Some of these people make the vegetarians look positively easy to cook for, although you have to be careful to find out if they are egg, dairy, or fish-eating veggies. I've never understood "vegetarians" who still are able to eat fish. Maybe they should go all the way and declare cows to be vegetables too.

There was an article in the paper a few weeks ago about someone in Maine having a backyard lobster dinner when a neighbour jumped the fence and grabbed the live lobsters before they could go into the pot. After "rescuing" them, she drove them ten kilometres where she "set them free" in the ocean. It's a good thing they weren't having shark steaks.

On the whole meat issue, I freely admit I'm a hypocrite. I've rarely been called on to kill my own dinner, but like Tony Soprano I'm quite prepared to let someone else do it and deliver it to me wrapped in plastic.

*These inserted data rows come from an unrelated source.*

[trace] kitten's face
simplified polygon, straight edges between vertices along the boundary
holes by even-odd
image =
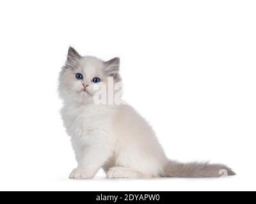
[[[109,77],[120,81],[119,58],[104,62],[94,57],[81,57],[70,47],[65,65],[60,73],[59,91],[67,101],[92,102],[95,85],[108,86]]]

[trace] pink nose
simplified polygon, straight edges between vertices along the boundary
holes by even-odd
[[[85,84],[83,84],[83,87],[84,88],[84,90],[86,89],[86,87],[88,87],[88,85]]]

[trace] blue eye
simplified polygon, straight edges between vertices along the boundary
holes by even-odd
[[[79,80],[81,80],[81,79],[83,79],[83,75],[81,73],[77,73],[76,74],[76,78]]]
[[[92,79],[92,82],[93,83],[99,83],[99,82],[100,82],[100,78],[98,78],[98,77],[94,77]]]

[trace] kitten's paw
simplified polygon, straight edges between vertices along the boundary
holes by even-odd
[[[127,178],[122,171],[122,169],[118,167],[112,167],[107,171],[107,177],[109,178]]]
[[[69,175],[70,178],[92,178],[94,177],[95,173],[85,169],[75,168]]]

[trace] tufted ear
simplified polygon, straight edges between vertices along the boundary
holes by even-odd
[[[66,65],[68,66],[72,66],[75,65],[77,61],[81,57],[82,57],[73,47],[69,47]]]
[[[105,75],[115,78],[119,71],[119,57],[115,57],[108,61],[104,62],[104,64]]]

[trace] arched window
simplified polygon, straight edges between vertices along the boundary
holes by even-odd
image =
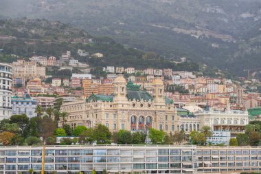
[[[139,116],[139,130],[144,129],[144,117]]]
[[[147,129],[152,127],[152,118],[151,116],[148,116],[146,118],[146,127]]]
[[[137,118],[135,116],[132,116],[130,118],[130,130],[135,131],[137,129]]]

We haven't even got to the food allergies yet. I have various friends who are allergic to nuts, milk, garlic, strawberries, olives, lemons, and shellfish. The last time we threw a party at our house we had a buffet covered in little flags and warning signs. It looked more like a minefield than dinner.

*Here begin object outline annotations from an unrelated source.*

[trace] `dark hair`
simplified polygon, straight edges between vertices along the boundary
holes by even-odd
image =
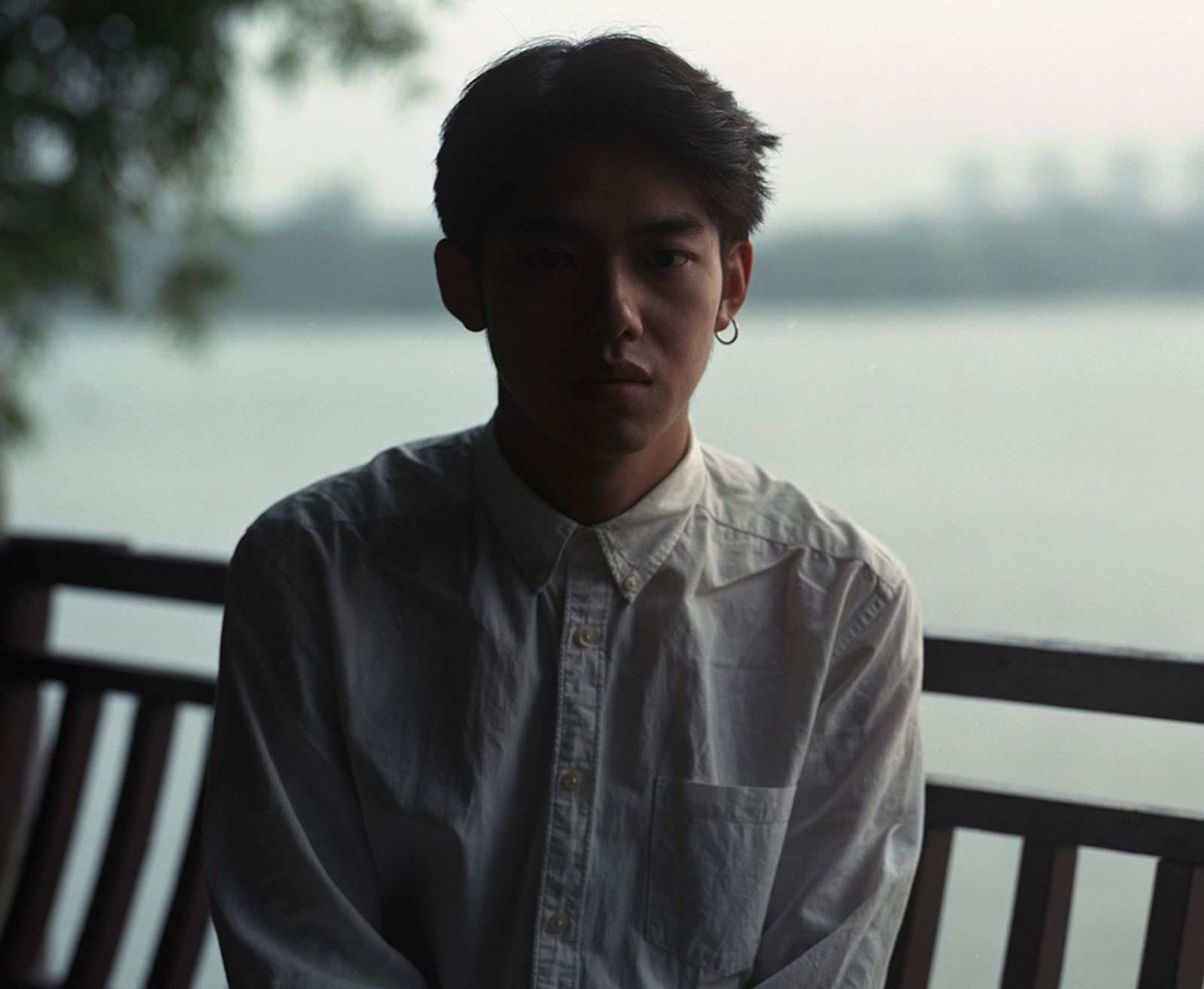
[[[612,34],[518,48],[465,87],[435,160],[444,235],[479,259],[523,174],[590,140],[630,140],[674,159],[725,245],[761,223],[769,196],[762,159],[778,137],[680,55]]]

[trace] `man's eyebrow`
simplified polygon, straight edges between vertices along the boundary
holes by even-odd
[[[666,217],[659,220],[651,220],[647,224],[641,224],[635,230],[642,237],[649,235],[673,235],[673,233],[685,233],[685,235],[697,235],[707,232],[707,223],[702,217],[697,217],[694,213],[675,213],[672,217]]]
[[[543,235],[556,237],[585,238],[585,229],[572,220],[563,220],[556,217],[542,217],[537,214],[519,217],[507,226],[507,232],[512,235]],[[638,224],[631,231],[637,237],[671,236],[671,235],[701,235],[707,232],[707,221],[694,213],[674,213],[668,217],[659,217],[654,220]]]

Then there are the political sensibilities of your dinner guests. A town in California is going to have a referendum on whether businesses should be banned from selling coffee that isn't eco-friendly and non-exploitative. You have to get out your world almanac to see whether your wine is from a country we still like, or if they're on the political outs.

With all these challenges, we've pretty much given up on throwing any more dinner parties. From now on we're going to be serving our guests nothing but water and toothpicks, as long as the water is filtered and the toothpicks weren't made from the Amazon rain forest.